Он был энтузиастом, а значит, счастливым человеком; я видел его в аудитории гуманитарных наук в день экзамена: его перо гналось за временем, а сам он, казалось, сидел по горло в чернильнице. Некоторые истории об экзаменах имеют еще более мрачный конец. Я пишу со слезами на глазах о том, кто, считая свою память дырявым сосудом, с осторожностью и предусмотрительностью составил шпаргалку, которая была более сжатой, чем карманная энциклопедия, — этакая квинтэссенция классики по Либиху, мясные консервы для студентов в последний момент. Бывало, что женихи забывали кольцо; этот студент забыл свою шпаргалку. В разгар экзамена в дверь нервно постучали. Дама пожелала немедленно видеть профессора. Студент поднял глаза и увидел, как его мать передает профессору его шпаргалку. Сын забыл ее, а она была уверена, что это важно, и принесла ее сама.

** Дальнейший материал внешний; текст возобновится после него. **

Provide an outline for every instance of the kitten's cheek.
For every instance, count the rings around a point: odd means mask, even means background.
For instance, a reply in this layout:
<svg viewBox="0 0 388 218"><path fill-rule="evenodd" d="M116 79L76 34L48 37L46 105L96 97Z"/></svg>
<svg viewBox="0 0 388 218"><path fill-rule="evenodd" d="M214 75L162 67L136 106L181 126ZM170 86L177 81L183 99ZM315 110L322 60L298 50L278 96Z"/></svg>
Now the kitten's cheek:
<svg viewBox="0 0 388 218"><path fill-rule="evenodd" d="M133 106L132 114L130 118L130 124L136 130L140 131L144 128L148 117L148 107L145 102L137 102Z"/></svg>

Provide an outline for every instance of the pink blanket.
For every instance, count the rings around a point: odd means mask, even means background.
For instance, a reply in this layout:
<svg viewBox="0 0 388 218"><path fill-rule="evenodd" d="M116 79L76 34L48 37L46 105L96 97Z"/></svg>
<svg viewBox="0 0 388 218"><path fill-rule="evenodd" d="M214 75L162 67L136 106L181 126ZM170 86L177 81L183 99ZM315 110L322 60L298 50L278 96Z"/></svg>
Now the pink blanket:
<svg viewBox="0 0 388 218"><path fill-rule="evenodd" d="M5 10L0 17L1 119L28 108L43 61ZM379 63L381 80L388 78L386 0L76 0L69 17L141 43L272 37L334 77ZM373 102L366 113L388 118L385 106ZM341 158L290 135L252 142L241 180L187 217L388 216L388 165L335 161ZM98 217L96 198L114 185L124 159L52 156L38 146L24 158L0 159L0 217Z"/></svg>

Опустим судьбу этой бедной жертвы. В тот год диплома магистра он не получил, но в наших мантиях и шарфах мы не могли оплакивать то, что могло бы быть. Солдаты говорят о Кресте Виктории, государственные деятели — о кабинете министров, дамы — о жемчуге в бриллиантах. Это милые безделушки, но кто испытывал такой трепет, как студент, который с бьющимся сердцем заходит в «Миддлмасс», чтобы заказать свою выпускную мантию? Он берет ее напрокат — за пять шиллингов, — но последующая фотография делает ее как будто его собственной на всю жизнь. Посмотрите на него, барышни, когда он шествует в Синод-холл, чтобы к его имени прибавили «магистр искусств». Собаки не смеют на него лаять. Его походка пружиниста; на Принсес-стрит он выглядит как человек, который поднимается по лестнице. Те студенческие дни для меня навсегда ушли, но я все еще могу представить себе призрак в мантии и накидке, с волосами, торчащими из-под шапочки, словно табак, который выбивается из жестянки, когда крышку трудно закрыть. Как хорошо смотрится этот черный пиджачок, как живо помнит его владелец, как надевал его. Ему следовало бы надеть фрак, но его не было. Пиджачок напоминал фрак без фалд, и, ловко накидывая мантию, он прижимался спиной к стене, чтобы никто не догадался.